Telephone: +49 174 276 6483

 

This mobile phone was used to call the personal number of William Binney, a former technical director of the U.S. National Security Agency who quit in protest in 2001 and later became one of the first whistleblowers on illegal NSA programmes. He must be considered to be what the intelligence agencies call “cast iron” – an internal term to identify targets that are so important that every bit of data personally connected to them has to be recorded and saved forever.

Since it was used to call Binney, we must also assume that the number +49 174 276 6483 is now also under direct surveillance.

But as we know it's not only select individuals that are under surveillance. Everyone is. One of the oldest such bulk monitoring programmes is the collection of call data: Who called who, from where, and for how long. This is the metadata that each phone call generates. It is being used to draw a graph that illustrates personal relationships, and that is being done over at least three hops. It works like this:

Let's say someone is – for whatever reason – attracting the interest of the intelligence services. The first thing that they will do to find out more is to map out a social graph. Such a graph includes not only phone calls, but also email, chat, and social media contacts. As a first step all direct contacts of the target person (in the centre of the graph) are being pulled up. (fig. 1)

The second hop maps all other connections of the direct contacts. (fig. 2)

It doesn’t stop there: The third hop then identifies any connections of hop 2 contacts. (fig. 3)

These three drawings are simplified for the sake of clarity and show only a small fraction of the typical number of phone and email contacts. People usually have a considerably greater number of direct connections. And, as shown, it's not just your own contacts. By extending the reach to the contacts of contacts of contacts, the amount of people under examination increases exponentially. An enormous number of uninvolved bystanders are being drawn into intensified surveillance. Estimates for the average amount of hop 3 contacts range from 5 to 30 million.

So the connections that you made with the phone in your own pocket are also very likely already part of various databases.

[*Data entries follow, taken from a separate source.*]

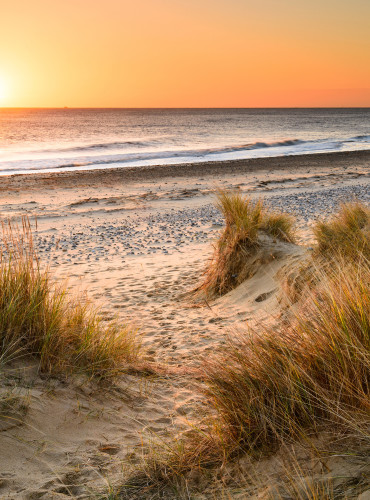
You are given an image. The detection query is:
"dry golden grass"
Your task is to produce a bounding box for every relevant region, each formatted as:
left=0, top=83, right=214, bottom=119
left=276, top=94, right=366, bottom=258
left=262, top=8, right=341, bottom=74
left=314, top=202, right=370, bottom=259
left=0, top=219, right=139, bottom=377
left=199, top=191, right=295, bottom=295
left=206, top=258, right=370, bottom=451
left=124, top=254, right=370, bottom=499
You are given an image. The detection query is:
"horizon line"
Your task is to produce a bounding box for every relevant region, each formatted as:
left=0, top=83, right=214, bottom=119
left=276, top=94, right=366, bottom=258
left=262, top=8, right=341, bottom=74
left=0, top=104, right=370, bottom=110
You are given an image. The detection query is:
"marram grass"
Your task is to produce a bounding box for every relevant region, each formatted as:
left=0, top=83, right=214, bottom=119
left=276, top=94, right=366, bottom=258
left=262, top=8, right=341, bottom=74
left=123, top=202, right=370, bottom=499
left=314, top=201, right=370, bottom=260
left=0, top=219, right=139, bottom=377
left=199, top=191, right=295, bottom=295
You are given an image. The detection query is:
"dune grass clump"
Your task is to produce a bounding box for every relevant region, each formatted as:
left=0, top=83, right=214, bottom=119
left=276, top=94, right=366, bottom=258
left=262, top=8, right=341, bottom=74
left=206, top=258, right=370, bottom=451
left=0, top=219, right=139, bottom=377
left=124, top=256, right=370, bottom=498
left=314, top=201, right=370, bottom=259
left=200, top=191, right=295, bottom=295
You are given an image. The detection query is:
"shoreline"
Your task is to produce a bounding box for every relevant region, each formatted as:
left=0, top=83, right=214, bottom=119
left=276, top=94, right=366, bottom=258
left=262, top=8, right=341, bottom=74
left=0, top=150, right=370, bottom=192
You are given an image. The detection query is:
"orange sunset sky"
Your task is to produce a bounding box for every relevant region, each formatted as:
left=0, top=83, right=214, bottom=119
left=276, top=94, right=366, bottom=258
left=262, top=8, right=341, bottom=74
left=0, top=0, right=370, bottom=107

If at any point in the future someone becomes a person of interest, and you have been even remotely connected to that person, the stored metadata will be used to draw a map of your social contacts. This also works retrospectively, going back many years.

We are powerless against this sort of surveillance. And an agenda like this is not compatible with a democratic system. One of the most insidious problems is the so-called “chilling effect”. Once you know that these systems exist, you inadvertently restrict yourself. You stop using certain words and you don’t talk freely any more.

A subtle and rarely discussed side-effect of the ongoing revelations is that they make the “chilling effect” ever more effective. This self-censorship is automatic and takes effect before you even notice. Calls for increased use of encryption don’t help here. The only thing that you can do is consciously decide not to let yourself be restricted in your actions.

Well, here’s an opportunity. The phone with the number +49 174 276 6483 is a first degree contact in William Binney's social graph. By calling this phone from your own device you add yourself directly to it and become hop 2.

Why should you do that, you might ask. It’s true, you’ll be associated with Binney. As will be all of your personal contacts. But what’s at stake here is something that is a lot more important than the potential ramifications of a data trail.

Do you really want to live a life where you shy away from completely normal, legal things, like calling a mobile phone?